Vocabulary size of Japanese university students: Preliminary results from JALT sponsored research

Writer(s): 
Stuart McLean, Nicholas Hogg, & Tom Rush

JALT Research Grants

 

Each year, JALT awards up to three grants for a maximum of 100,000 yen each for research on language teaching in Japan. Only JALT members who have no outside funding sources to conduct research are eligible to apply. The goal of the grants is to support language teachers in their professional development and to encourage teachers to engage in classroom-based research. Grant applications are collected each summer and vetted by the JALT Research Grants Committee. Winners of the grants receive funding before the start of the following school year during which they conduct their studies, provide quarterly reports, and receive guidance from the committee. Following the completion of the research, winners are invited to give presentations on their projects at the JALT national conference and to publish a paper in the Language Teacher. Information on the grants can be found on JALT’s main website <jalt.org/researchgrants>.

Background

This article presents preliminary results from research funded by a 2012 JALT research grant (for details, McLean, 2012). Research on the vocabulary size of Japanese students is limited.
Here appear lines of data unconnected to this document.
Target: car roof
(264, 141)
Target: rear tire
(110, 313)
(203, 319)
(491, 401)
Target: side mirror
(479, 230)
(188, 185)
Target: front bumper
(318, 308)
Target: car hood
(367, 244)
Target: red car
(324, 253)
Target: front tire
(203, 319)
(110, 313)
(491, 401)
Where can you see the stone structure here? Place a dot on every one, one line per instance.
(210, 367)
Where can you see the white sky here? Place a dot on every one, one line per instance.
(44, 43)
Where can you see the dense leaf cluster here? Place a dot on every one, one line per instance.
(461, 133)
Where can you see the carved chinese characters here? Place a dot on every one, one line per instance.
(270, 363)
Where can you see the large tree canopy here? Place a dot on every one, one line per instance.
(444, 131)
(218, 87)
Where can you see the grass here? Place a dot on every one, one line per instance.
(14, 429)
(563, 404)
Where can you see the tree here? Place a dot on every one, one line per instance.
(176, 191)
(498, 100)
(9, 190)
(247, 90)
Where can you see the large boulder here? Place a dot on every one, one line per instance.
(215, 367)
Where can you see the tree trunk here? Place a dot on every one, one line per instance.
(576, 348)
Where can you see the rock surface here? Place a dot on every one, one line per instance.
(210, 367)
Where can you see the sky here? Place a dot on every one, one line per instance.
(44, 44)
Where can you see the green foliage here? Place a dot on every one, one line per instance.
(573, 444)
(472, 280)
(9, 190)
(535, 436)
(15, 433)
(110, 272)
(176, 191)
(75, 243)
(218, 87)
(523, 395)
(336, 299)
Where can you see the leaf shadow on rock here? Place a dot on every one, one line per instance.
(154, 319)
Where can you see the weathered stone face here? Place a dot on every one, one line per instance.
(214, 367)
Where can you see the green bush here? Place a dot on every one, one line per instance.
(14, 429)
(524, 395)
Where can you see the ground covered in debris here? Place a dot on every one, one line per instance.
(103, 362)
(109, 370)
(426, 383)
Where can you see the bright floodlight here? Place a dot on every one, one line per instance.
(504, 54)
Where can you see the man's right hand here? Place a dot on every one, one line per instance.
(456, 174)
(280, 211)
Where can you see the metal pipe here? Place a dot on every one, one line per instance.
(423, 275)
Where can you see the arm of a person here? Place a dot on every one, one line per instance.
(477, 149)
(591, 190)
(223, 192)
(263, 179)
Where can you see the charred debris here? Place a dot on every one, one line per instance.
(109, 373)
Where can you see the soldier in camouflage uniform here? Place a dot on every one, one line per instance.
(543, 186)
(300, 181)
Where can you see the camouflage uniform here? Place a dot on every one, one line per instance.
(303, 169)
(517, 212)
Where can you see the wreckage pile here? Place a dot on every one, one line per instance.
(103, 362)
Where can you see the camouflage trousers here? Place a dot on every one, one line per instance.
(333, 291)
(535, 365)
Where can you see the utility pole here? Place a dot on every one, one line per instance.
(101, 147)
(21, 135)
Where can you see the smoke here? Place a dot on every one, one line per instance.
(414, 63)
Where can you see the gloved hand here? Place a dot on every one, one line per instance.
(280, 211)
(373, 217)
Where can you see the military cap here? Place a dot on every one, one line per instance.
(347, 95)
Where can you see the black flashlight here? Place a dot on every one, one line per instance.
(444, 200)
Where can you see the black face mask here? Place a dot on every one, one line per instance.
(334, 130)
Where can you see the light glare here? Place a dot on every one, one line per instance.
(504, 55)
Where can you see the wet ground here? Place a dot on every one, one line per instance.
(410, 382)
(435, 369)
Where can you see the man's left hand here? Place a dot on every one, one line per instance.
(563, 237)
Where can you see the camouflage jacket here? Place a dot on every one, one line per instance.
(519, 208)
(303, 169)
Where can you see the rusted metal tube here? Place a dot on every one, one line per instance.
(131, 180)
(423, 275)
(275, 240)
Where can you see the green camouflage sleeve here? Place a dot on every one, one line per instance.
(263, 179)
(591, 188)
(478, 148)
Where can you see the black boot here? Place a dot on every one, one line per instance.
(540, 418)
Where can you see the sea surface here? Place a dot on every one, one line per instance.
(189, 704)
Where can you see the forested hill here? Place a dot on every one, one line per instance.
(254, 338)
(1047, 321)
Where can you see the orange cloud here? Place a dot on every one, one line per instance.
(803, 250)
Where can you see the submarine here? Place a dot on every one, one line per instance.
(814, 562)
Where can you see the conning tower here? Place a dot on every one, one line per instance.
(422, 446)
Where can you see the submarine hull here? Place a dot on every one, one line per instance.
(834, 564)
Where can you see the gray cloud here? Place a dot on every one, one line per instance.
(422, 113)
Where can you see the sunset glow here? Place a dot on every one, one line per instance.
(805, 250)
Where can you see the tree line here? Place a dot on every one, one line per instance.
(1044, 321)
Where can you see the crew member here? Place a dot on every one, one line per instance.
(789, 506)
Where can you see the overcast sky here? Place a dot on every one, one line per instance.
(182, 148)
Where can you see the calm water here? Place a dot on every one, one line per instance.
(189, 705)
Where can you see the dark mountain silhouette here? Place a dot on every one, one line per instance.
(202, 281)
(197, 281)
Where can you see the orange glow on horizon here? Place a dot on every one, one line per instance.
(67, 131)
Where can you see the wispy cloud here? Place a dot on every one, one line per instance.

Shillaw (1995), and Barrow, Nakanishi & Nishino (1999) suggest that the vocabulary size of non-English major Japanese university students is around 2,300 words. In these studies vocabulary knowledge was assessed over a limited range of word families, with students completing self-checking familiarity surveys. However, this approach may have measured the word forms students recalled being exposed to, or their ability to discern real English words from nonsense words, rather than measuring receptive reading vocabulary knowledge.